I might come back and add some more things to this list as I think of them.

Unity language renamed to ALFE

September 14th, 2012

As regular readers of this blog know, I have a long-term on-and-off project to design my own computer language in which I can be super productive at all parts of the development cycle. I have occasionally referred to this language as Unity (given my hope that it will be useful for many purposes), but since picking that name I have learned of several other software projects by that name (including a another programming language), so I've renamed my project to ALFE. I've updated all the references I could find (including the URLs, which I didn't think I'd be able to do - WordPress has a plugin for everything). If you spot any more lurking in the dark corners of the blog please let me know.

ALFE stands for "A Language For Everything". Which has more than one meaning. One is that ALFE itself can be used for any purpose. Another is that (via the built in parser generator and code generator) you can use it to create powerful domain-specific languages.

ALFE is also the name of the standard library that is included with the language, though when it's referring to the library, it stands for "A Library For Everything".

Removing outliers

October 17th, 2011

If you've got a sequence of data that you want to do some statistical analysis on, but you know that some of it is bad, how do you remove the bad data? You could just remove the top 5% and bottom 5% of values, for example, but maybe you don't have any bad data (or maybe you have lots) and that would adverse affect your measurement of the standard deviation.

Suppose that you know that your dataset is supposed to follow a normal distribution (lots do). Then you could remove outliers by measuring the skew and kurtosis (3rd and 4th moments), and just repeatedly remove the sample furthest from the mean until these measurements look correct. This algorithm is guaranteed to terminate since if you only have 2 samples the skew and kurtosis will be 0. You've still got a parameter or two to tune though (how much skew and kurtosis you'll tolerate).

If the world were rational

October 16th, 2011

Sometimes I wonder what the world would be like if it were possible to get everybody to agree on true things.

Suppose that, whenever two people find that they disagree about something, they invoke the Argulator algorithm to resolve the dispute. The Argulator algorithm is trivial for statements which empirically true or false - you just go and do the experiment to find out who is right. For other statements, each side enumerates each argument for their position as a set of statements, then figure out which statements in each of their opponent's arguments they disagree with and recursively invoke the Argulator algorithm on each of those.

The Argulator algorithm isn't guaranteed to terminate, though - you might have two positions which are perfectly internally consistent and consistent with the observable universe, but which still disagree with each other.
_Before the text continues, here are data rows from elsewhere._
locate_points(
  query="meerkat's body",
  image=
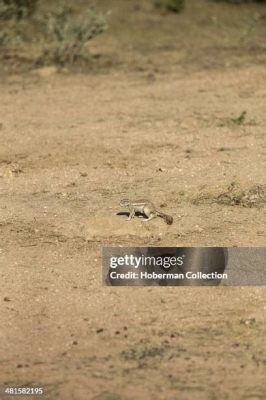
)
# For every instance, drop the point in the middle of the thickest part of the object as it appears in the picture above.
(146, 208)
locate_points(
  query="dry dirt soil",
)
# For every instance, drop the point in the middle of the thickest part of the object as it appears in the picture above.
(174, 113)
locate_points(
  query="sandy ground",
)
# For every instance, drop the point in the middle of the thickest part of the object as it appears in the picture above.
(161, 124)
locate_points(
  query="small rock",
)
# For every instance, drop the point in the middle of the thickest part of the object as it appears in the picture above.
(45, 72)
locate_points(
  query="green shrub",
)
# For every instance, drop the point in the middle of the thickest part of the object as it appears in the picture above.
(66, 35)
(17, 9)
(60, 36)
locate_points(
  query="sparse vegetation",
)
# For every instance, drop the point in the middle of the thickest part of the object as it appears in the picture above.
(175, 6)
(68, 35)
(17, 9)
(59, 36)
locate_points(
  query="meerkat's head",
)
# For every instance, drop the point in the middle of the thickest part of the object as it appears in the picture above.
(124, 202)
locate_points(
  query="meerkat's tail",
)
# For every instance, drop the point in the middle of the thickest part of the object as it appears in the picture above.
(168, 219)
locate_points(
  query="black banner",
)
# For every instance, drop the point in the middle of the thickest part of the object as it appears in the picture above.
(184, 266)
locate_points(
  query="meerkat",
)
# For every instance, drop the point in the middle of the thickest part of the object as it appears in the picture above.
(146, 208)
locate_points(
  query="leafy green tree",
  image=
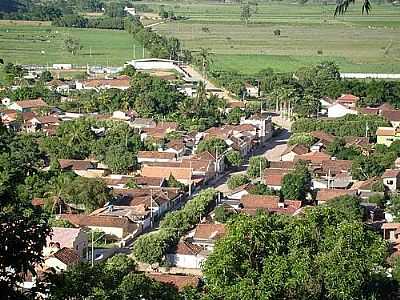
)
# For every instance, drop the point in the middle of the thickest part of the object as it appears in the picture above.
(212, 145)
(305, 139)
(296, 184)
(261, 189)
(222, 214)
(320, 255)
(119, 160)
(257, 164)
(46, 76)
(237, 180)
(234, 158)
(245, 13)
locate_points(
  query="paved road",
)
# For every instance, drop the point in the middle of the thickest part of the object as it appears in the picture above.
(272, 151)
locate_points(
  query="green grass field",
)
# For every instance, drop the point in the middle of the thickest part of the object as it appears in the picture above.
(23, 43)
(357, 43)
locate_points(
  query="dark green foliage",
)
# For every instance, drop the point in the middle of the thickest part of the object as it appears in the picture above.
(151, 248)
(237, 180)
(233, 158)
(212, 145)
(349, 125)
(261, 189)
(222, 214)
(325, 254)
(296, 184)
(257, 164)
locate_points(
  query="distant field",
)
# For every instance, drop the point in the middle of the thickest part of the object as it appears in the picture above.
(40, 43)
(357, 43)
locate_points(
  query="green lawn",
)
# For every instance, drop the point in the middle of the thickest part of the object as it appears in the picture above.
(357, 43)
(39, 43)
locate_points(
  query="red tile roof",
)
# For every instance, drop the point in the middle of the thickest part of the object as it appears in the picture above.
(156, 155)
(329, 194)
(37, 103)
(391, 173)
(259, 201)
(178, 281)
(67, 256)
(186, 248)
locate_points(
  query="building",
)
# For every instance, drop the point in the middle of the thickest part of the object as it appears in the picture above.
(387, 135)
(391, 179)
(71, 238)
(118, 227)
(292, 151)
(28, 105)
(155, 156)
(62, 259)
(338, 110)
(325, 195)
(186, 255)
(205, 235)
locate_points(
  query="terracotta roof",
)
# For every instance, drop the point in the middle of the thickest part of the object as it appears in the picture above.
(390, 173)
(369, 110)
(186, 248)
(48, 119)
(176, 145)
(64, 236)
(245, 127)
(119, 82)
(313, 157)
(297, 149)
(329, 194)
(37, 103)
(386, 106)
(348, 98)
(336, 166)
(390, 225)
(167, 125)
(281, 165)
(323, 136)
(156, 155)
(209, 231)
(234, 104)
(74, 164)
(165, 172)
(37, 201)
(391, 115)
(259, 201)
(178, 281)
(386, 131)
(100, 221)
(67, 256)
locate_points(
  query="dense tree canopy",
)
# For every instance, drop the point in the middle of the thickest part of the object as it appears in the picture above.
(307, 257)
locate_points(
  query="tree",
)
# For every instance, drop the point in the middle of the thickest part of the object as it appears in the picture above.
(119, 160)
(257, 164)
(296, 184)
(245, 13)
(237, 180)
(342, 5)
(261, 189)
(46, 76)
(213, 145)
(323, 254)
(72, 45)
(234, 158)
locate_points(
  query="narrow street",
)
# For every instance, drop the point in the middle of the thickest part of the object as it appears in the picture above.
(272, 151)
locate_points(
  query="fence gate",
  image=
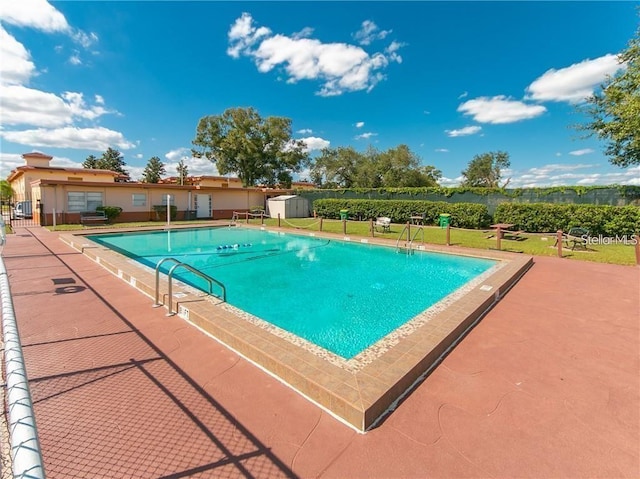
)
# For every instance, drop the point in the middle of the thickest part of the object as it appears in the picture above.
(19, 211)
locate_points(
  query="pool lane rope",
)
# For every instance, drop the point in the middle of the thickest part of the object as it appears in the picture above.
(25, 446)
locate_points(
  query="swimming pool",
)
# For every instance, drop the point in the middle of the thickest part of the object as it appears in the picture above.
(359, 390)
(343, 297)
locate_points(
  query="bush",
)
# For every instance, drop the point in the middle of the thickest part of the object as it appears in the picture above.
(547, 218)
(111, 212)
(463, 215)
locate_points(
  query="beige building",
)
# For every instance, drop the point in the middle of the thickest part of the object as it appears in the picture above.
(60, 195)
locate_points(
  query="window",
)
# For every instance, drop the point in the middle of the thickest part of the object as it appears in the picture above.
(172, 199)
(84, 200)
(139, 199)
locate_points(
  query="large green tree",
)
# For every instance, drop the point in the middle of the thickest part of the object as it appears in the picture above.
(344, 167)
(183, 172)
(258, 150)
(111, 159)
(6, 192)
(153, 171)
(485, 170)
(615, 109)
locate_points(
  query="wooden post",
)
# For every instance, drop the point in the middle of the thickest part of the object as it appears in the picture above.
(559, 243)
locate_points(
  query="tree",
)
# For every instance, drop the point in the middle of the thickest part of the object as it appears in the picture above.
(183, 172)
(6, 192)
(90, 163)
(336, 167)
(397, 167)
(258, 150)
(110, 160)
(485, 170)
(615, 110)
(153, 171)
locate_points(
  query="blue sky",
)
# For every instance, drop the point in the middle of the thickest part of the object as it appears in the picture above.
(449, 79)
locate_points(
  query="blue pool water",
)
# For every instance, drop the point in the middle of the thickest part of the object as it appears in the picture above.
(341, 296)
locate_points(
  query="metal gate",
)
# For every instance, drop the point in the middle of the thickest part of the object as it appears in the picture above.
(19, 211)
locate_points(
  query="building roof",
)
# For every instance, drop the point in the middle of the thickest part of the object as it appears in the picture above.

For example, two people might disagree about the purpose of government - one might argue that its purpose is to provide a safety net or basic minimum standard of living for the least well off members of society. Another might argue that its purpose is to further the cause of human achievement (maximize rate of total long-term economic output) by any means necessary. Without agreement on what the end goal is, the chances of agreeing of a course of action are pretty slim.